Parks Canada not subject to provincial fire ban, Cavendish told

National park rep tells meeting consultation will take place in future

Nigel Armstrong
Published on August 17, 2012
Parks Canada has its own fire index and is not subject to fire bans imposed by the provincial government, Cavendish residents heard at the resort municipality's annual meeting this week.

CAVENDISH — Parks Canada does not feel compelled to follow the P.E.I. government fire bans, a meeting in Cavendish was told.

The matter was raised this week at the annual meeting of the resort municipality, which includes a large number of communities around Cavendish, including New London, North Rustico and everything between.

Resident Mike Arnold told the meeting of his frustration at discovering fires burning in the park this summer.

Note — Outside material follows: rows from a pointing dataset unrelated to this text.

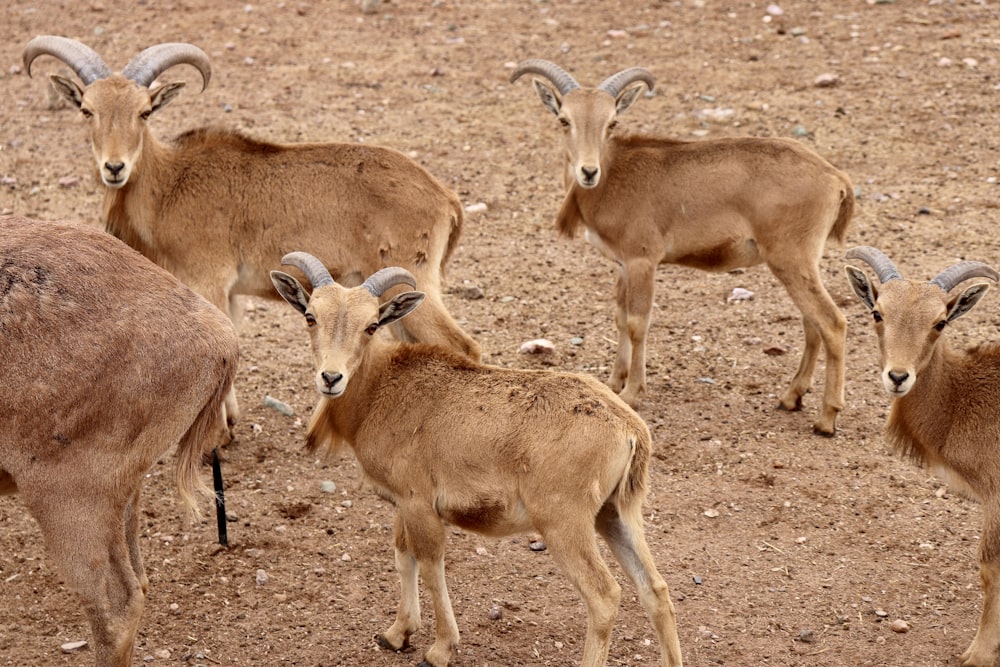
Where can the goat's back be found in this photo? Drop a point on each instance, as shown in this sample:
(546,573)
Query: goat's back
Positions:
(107,359)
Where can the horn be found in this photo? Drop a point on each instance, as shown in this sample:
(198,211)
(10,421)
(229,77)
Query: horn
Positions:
(155,60)
(876,259)
(560,78)
(616,82)
(309,265)
(378,282)
(81,58)
(953,275)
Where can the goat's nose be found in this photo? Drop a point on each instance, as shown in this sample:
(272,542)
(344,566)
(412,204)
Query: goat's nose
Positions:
(331,378)
(898,378)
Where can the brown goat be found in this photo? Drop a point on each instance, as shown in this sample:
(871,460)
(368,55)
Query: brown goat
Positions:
(946,404)
(218,209)
(488,449)
(107,361)
(715,205)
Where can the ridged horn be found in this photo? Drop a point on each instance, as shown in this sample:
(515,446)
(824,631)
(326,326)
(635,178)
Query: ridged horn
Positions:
(876,259)
(309,265)
(953,275)
(560,78)
(81,58)
(378,282)
(155,60)
(615,83)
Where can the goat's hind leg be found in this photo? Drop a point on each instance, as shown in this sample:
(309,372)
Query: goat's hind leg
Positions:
(627,542)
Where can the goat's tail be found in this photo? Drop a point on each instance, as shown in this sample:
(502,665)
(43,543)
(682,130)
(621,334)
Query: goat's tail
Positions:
(209,425)
(633,486)
(839,230)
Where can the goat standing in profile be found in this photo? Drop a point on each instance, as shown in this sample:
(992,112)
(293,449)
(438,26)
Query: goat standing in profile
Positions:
(946,404)
(715,205)
(488,449)
(107,362)
(218,209)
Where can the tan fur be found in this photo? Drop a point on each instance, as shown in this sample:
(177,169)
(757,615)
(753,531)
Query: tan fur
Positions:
(492,450)
(949,421)
(715,205)
(107,362)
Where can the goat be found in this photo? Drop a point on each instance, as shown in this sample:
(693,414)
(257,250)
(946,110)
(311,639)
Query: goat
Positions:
(218,209)
(107,362)
(488,449)
(715,205)
(945,411)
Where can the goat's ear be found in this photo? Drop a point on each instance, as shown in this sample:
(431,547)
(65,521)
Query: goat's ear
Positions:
(290,290)
(549,97)
(67,89)
(163,95)
(399,306)
(862,286)
(628,96)
(966,301)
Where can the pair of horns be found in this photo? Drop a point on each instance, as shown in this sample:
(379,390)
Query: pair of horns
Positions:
(946,280)
(143,69)
(376,284)
(564,81)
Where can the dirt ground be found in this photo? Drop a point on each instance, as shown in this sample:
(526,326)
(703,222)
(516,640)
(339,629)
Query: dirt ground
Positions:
(780,547)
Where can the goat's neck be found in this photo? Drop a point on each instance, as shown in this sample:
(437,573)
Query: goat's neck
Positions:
(129,211)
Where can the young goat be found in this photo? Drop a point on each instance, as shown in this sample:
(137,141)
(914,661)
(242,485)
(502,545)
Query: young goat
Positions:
(107,362)
(945,410)
(492,450)
(714,204)
(218,209)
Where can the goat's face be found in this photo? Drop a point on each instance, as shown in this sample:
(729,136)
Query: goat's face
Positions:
(116,109)
(588,118)
(910,317)
(342,323)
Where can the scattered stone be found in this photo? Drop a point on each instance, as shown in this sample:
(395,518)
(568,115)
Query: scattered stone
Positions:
(70,647)
(278,406)
(537,346)
(826,80)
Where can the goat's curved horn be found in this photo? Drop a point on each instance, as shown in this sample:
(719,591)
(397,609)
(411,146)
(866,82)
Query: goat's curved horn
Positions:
(616,82)
(81,58)
(953,275)
(378,282)
(560,78)
(875,258)
(309,265)
(155,60)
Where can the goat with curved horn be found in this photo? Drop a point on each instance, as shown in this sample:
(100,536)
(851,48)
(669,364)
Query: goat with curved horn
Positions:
(155,60)
(713,204)
(945,406)
(82,59)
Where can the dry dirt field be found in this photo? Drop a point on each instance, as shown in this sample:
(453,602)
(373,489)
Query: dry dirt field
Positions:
(780,547)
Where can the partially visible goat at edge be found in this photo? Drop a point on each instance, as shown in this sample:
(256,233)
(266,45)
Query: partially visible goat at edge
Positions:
(218,209)
(107,362)
(714,204)
(488,449)
(946,404)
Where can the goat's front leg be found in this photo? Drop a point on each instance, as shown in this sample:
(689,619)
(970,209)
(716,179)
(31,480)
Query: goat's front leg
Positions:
(983,650)
(634,302)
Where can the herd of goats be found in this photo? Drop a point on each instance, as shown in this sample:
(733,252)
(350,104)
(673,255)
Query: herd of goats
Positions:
(489,449)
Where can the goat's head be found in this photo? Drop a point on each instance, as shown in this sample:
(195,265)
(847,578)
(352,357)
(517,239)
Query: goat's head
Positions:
(910,315)
(588,116)
(117,105)
(341,320)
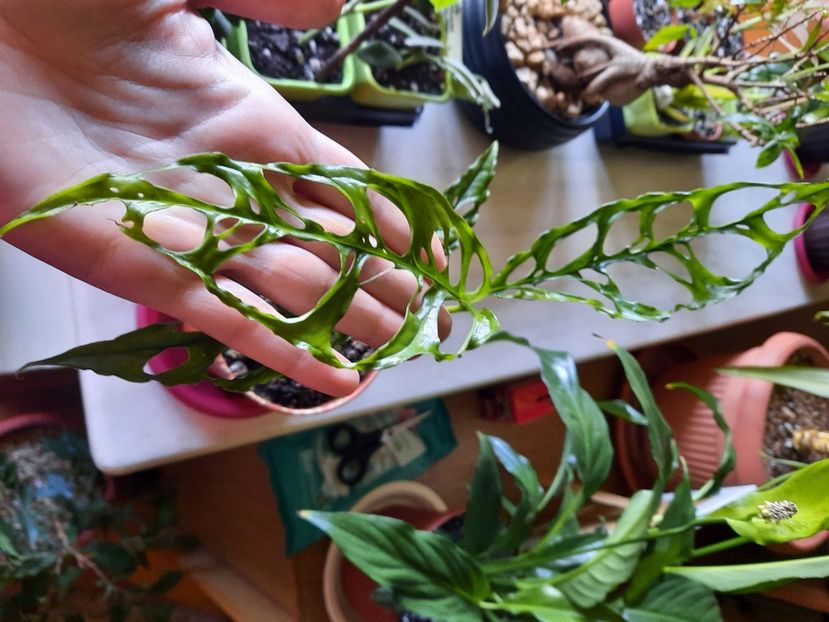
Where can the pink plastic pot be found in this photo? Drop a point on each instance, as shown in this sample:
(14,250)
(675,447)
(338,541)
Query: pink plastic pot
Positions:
(211,400)
(744,403)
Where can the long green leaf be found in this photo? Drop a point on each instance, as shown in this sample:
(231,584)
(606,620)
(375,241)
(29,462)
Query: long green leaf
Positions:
(588,584)
(806,489)
(754,577)
(676,599)
(428,573)
(667,550)
(480,521)
(813,380)
(545,603)
(660,436)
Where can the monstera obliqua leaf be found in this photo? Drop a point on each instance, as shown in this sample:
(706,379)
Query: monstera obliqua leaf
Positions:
(268,210)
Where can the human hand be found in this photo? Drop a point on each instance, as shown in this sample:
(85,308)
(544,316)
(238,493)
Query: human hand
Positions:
(91,86)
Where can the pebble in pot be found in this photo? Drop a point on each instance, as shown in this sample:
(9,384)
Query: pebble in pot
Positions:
(540,102)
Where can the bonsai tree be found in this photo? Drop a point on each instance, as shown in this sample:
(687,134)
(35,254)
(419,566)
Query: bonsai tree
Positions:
(509,563)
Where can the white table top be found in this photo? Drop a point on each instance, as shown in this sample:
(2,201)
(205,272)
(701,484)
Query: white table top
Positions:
(134,426)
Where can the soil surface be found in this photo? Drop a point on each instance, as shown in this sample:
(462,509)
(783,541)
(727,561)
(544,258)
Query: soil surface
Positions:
(287,392)
(276,51)
(528,26)
(422,77)
(792,410)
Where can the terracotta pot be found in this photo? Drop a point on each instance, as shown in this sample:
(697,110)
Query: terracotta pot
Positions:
(211,400)
(346,590)
(744,403)
(812,246)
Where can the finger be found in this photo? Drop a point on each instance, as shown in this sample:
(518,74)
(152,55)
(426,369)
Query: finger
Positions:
(208,314)
(293,14)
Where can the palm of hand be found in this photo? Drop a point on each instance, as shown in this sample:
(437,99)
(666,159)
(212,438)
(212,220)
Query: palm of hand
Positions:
(122,86)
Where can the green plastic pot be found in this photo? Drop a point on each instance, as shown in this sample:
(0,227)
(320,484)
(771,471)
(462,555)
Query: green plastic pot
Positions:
(368,92)
(298,90)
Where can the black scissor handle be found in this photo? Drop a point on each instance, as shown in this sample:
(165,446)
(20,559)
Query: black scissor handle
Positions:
(352,469)
(342,438)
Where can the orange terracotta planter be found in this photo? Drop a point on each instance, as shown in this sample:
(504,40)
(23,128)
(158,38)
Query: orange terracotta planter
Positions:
(744,403)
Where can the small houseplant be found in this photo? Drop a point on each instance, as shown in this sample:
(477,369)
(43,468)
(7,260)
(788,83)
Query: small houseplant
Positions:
(68,550)
(528,558)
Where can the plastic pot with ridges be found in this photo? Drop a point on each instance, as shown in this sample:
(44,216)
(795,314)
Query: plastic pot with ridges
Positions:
(744,403)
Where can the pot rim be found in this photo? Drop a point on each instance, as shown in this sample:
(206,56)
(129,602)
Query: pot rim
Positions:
(210,399)
(405,493)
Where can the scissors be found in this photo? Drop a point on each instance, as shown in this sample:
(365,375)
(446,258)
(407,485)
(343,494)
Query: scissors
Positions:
(356,448)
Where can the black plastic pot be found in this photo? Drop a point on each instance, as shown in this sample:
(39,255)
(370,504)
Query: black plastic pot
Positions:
(521,121)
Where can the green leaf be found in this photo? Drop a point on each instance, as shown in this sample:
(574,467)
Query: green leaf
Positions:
(534,275)
(668,34)
(769,154)
(429,574)
(492,7)
(728,459)
(526,479)
(545,603)
(806,488)
(113,557)
(660,436)
(814,380)
(591,582)
(380,54)
(473,187)
(754,577)
(667,549)
(127,356)
(676,599)
(480,521)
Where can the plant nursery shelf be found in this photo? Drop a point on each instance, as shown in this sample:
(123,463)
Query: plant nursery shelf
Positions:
(134,426)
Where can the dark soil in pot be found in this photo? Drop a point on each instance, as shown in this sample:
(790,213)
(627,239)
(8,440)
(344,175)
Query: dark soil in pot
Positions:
(287,392)
(276,51)
(795,426)
(418,77)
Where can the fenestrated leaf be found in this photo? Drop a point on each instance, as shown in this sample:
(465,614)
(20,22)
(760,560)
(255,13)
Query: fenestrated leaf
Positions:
(127,356)
(589,583)
(728,459)
(814,380)
(806,489)
(592,268)
(545,603)
(480,521)
(429,574)
(668,549)
(754,577)
(473,186)
(676,599)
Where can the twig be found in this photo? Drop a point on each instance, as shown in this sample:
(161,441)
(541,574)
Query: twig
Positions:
(370,30)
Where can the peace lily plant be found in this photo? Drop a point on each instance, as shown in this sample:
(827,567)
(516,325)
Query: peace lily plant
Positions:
(509,567)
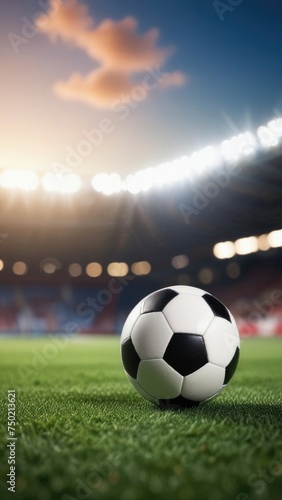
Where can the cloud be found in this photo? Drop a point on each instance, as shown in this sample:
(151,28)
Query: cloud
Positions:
(100,88)
(173,79)
(66,19)
(115,45)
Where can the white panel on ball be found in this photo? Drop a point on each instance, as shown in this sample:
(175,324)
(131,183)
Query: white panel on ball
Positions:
(187,313)
(203,383)
(188,289)
(130,321)
(151,335)
(159,379)
(221,339)
(141,391)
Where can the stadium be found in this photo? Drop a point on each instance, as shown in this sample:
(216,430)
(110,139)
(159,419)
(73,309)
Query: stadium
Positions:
(81,245)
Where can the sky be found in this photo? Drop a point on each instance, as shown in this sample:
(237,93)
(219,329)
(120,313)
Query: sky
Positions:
(118,86)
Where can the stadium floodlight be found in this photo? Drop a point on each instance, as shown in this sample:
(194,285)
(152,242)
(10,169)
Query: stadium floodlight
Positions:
(141,268)
(94,269)
(107,183)
(132,184)
(179,261)
(25,180)
(224,250)
(20,268)
(275,238)
(244,246)
(238,147)
(75,270)
(61,183)
(267,137)
(263,243)
(117,269)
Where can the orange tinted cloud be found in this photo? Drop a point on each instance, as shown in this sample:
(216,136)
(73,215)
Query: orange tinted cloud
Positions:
(115,45)
(66,19)
(100,88)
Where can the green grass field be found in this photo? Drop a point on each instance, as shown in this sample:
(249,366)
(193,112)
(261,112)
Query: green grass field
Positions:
(83,433)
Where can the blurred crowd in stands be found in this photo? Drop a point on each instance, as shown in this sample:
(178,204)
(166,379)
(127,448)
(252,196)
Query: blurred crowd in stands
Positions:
(33,309)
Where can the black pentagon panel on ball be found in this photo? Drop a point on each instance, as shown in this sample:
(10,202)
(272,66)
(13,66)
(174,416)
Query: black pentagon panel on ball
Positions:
(217,307)
(130,358)
(186,353)
(231,368)
(177,403)
(158,300)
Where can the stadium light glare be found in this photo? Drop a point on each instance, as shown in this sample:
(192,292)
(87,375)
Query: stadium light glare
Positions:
(117,269)
(179,261)
(238,147)
(107,183)
(267,137)
(205,276)
(275,238)
(75,270)
(141,268)
(132,185)
(94,269)
(244,246)
(263,243)
(20,268)
(25,180)
(224,250)
(233,270)
(65,183)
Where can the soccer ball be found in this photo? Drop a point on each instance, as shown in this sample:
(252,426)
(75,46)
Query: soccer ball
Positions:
(179,346)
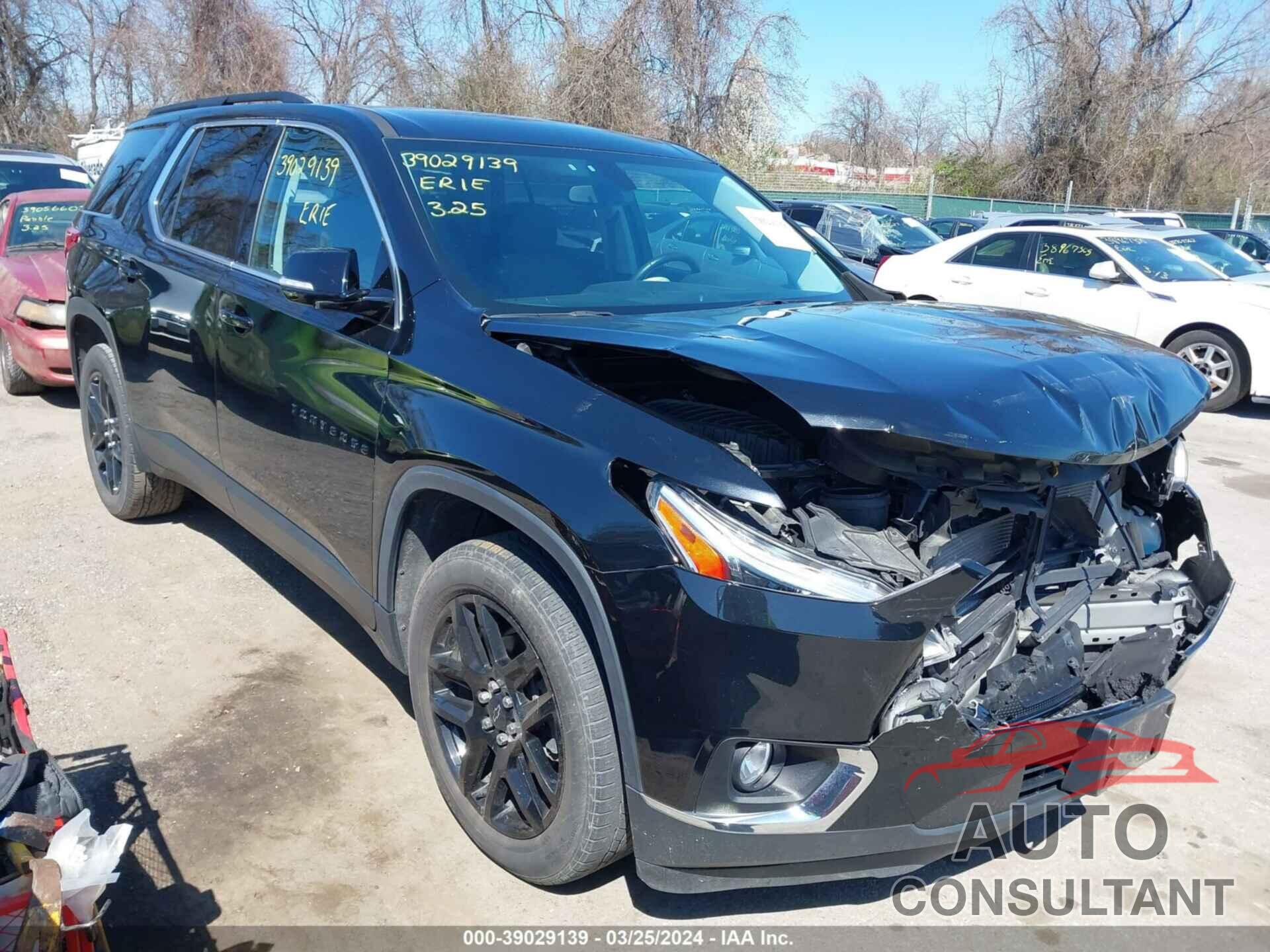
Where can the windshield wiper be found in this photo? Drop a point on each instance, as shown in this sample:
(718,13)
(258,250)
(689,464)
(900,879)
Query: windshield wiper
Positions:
(554,314)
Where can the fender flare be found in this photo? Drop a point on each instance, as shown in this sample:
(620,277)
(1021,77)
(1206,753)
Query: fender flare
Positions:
(77,310)
(433,477)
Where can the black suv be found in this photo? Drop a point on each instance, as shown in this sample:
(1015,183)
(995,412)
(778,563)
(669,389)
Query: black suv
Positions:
(702,556)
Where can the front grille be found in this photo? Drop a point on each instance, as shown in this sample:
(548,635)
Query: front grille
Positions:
(1039,781)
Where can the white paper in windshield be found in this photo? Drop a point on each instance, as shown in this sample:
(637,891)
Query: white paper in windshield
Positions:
(774,227)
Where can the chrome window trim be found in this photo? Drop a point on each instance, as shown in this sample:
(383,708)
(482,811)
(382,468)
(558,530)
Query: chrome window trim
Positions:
(151,205)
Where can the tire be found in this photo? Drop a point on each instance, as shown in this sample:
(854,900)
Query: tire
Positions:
(583,825)
(1222,360)
(127,492)
(16,380)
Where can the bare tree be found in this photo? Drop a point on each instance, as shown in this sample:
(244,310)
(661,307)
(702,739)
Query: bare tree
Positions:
(921,120)
(33,58)
(705,48)
(860,118)
(1123,92)
(342,45)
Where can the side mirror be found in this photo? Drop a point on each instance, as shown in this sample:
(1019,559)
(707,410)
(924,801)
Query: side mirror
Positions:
(1108,272)
(328,278)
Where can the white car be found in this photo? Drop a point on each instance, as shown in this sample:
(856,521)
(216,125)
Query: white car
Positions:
(1216,254)
(1124,281)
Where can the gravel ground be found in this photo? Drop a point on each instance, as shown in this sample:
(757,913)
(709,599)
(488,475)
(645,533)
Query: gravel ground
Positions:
(201,688)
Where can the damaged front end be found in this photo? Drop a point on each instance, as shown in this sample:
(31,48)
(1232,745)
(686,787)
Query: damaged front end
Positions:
(1044,589)
(937,563)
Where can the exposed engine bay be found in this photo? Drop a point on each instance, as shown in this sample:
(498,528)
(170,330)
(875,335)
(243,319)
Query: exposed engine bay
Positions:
(1046,588)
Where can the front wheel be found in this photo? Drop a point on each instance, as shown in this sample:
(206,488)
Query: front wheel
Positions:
(126,491)
(1221,361)
(513,714)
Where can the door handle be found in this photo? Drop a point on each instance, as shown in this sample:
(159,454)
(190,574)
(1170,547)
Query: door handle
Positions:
(235,317)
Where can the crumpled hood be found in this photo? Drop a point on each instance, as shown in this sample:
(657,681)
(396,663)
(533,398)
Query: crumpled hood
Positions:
(973,377)
(42,273)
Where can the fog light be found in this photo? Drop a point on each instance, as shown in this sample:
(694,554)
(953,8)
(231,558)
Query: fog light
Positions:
(756,766)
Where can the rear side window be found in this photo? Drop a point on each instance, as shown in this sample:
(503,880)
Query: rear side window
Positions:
(314,198)
(124,172)
(220,186)
(997,252)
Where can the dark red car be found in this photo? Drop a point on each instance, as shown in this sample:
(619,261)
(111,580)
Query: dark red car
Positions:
(33,352)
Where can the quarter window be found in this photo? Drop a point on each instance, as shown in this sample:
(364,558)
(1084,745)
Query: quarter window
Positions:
(220,187)
(999,252)
(316,198)
(1072,258)
(124,172)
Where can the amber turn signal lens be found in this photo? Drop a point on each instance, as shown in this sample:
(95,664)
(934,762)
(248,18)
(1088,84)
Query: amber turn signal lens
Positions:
(705,559)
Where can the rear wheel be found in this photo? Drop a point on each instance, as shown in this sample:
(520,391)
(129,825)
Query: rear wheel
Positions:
(513,714)
(1221,361)
(16,380)
(127,492)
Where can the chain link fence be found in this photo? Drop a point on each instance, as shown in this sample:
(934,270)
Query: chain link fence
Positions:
(780,186)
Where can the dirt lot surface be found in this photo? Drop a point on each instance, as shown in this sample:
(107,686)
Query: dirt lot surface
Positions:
(197,686)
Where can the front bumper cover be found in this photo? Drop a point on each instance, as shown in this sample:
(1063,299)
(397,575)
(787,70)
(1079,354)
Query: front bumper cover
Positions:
(897,820)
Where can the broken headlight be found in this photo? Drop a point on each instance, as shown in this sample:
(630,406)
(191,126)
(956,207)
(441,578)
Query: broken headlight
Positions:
(713,543)
(1179,467)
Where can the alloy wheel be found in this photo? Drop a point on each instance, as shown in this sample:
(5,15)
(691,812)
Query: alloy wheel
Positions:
(103,426)
(1213,362)
(495,715)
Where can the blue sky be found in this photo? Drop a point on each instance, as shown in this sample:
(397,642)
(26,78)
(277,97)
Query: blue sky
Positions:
(898,44)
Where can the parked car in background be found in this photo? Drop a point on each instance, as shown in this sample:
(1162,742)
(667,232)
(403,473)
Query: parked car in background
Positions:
(1214,253)
(864,233)
(1067,220)
(1254,244)
(26,171)
(1127,281)
(683,555)
(33,352)
(1173,220)
(952,226)
(865,272)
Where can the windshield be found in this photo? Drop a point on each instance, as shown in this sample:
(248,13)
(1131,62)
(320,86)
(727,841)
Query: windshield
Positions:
(905,231)
(863,231)
(27,177)
(1160,260)
(1218,254)
(541,229)
(41,223)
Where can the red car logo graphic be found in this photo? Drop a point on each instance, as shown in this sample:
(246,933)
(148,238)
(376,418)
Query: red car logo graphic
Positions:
(1093,754)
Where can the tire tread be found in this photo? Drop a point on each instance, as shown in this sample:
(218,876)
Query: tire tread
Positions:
(606,836)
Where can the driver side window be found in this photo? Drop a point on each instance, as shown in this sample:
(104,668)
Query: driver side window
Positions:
(316,198)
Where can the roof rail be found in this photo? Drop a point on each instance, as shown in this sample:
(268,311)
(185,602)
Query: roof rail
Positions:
(232,99)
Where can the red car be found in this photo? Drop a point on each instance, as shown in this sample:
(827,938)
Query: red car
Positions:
(33,352)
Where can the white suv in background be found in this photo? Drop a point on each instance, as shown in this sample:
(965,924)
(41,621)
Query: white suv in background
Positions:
(1124,281)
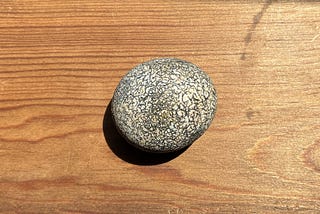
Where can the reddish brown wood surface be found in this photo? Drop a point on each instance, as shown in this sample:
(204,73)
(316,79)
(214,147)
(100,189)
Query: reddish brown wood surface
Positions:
(60,62)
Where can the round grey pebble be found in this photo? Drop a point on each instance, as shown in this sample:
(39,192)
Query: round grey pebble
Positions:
(164,105)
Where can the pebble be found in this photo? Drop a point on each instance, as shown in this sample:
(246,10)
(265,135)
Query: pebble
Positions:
(164,105)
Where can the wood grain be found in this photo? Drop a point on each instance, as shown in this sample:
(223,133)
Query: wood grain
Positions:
(60,62)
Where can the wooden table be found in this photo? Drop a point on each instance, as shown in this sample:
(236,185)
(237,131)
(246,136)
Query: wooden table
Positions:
(60,62)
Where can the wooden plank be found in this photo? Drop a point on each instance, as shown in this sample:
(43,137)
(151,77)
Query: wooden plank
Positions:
(60,62)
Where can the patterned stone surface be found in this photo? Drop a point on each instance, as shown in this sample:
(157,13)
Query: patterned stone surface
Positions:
(164,105)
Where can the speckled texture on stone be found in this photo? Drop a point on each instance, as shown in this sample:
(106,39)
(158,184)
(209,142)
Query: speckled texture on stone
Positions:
(164,105)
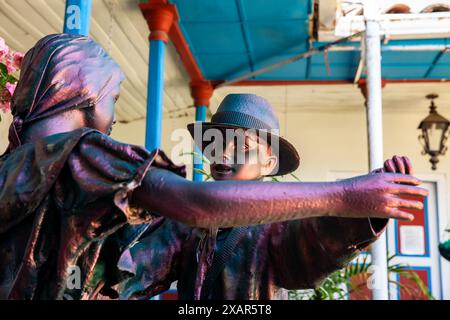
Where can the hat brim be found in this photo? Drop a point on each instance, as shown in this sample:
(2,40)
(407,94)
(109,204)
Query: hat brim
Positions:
(288,157)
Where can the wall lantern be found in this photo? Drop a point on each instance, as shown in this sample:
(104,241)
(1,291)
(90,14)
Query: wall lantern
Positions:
(434,133)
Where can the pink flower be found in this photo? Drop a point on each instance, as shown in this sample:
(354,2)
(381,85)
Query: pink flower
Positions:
(17,59)
(11,87)
(3,48)
(5,106)
(10,64)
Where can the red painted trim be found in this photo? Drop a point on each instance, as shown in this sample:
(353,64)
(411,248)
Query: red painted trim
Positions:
(319,82)
(201,92)
(189,62)
(182,47)
(196,75)
(160,18)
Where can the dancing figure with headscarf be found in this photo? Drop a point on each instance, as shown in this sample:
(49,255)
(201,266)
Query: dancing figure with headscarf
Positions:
(72,199)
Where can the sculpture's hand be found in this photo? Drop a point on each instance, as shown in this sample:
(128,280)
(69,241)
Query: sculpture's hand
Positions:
(397,164)
(378,196)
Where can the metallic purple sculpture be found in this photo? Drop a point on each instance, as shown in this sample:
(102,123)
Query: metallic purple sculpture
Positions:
(72,199)
(251,262)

“My wife and I were the ones that were down in the (Cavendish) campground, realizing there was a provincial fire ban, and yet fires were burning in the National Park campground,” Arnold told the annual meeting.

“We raised these issues, not just with our municipality but with Parks Canada and wherever we could and we were told that Parks Canada is not subject to any provincial fire ban. I understand they still believe that is the case.”

Arnold said he met with Jewel Cunningham, the head of Parks Canada operations on P.E.I. about this and other issues.

“She wouldn’t commit to say that the next time there is a provincial fire ban that it will apply to Parks Canada on P.E.I.,” said Arnold.

Parks Canada eventually did put in its own fire ban in place this summer, but that didn’t end the problem, said Arnold.

“We went through the park ground again and there were several fires burning,” said Arnold. “We, in turn, emailed that night and were assured that then, the fires were put out.”

Arnold wonders if it is legal for Parks Canada to ignore provincial fire bans.

“I would like our municipality to really push that item through provincial law and federal law,” said Arnold. “It just doesn’t seem right that on one side of the road, no fires, the other side of the road, go ahead and burn.”

“The concern is valid,” said Trevor Rendell from Parks Canada who attended the meeting. “The province does calculate their own fire-weather index, as do we.

“We have a weather station located on the North Shore, which we believe really reflects the North Shore conditions and that is what we use to calculate our weather-fire index. It varies a little bit from the province, from the weather stations that are more inland. They have to represent the entire province. We represent the North Shore.”

He said Parks Canada has a “comprehensive fire program that includes fire hoses around the park, fire trailers, and fire teams ready to roll.”

“That being said, we have agreed to consult with the province when it is indicated that one or the other has gone into a fire-ban situation,” said Rendell.

Arnold retorted that Parks Canada has its fire equipment at Dalvay or at staff homes and is not as fast to respond as local fire departments much closer to Cavendish.

“We heard that argument and honestly, with due respect, we reject that as being something that is better for the safety of our lives and our homes.”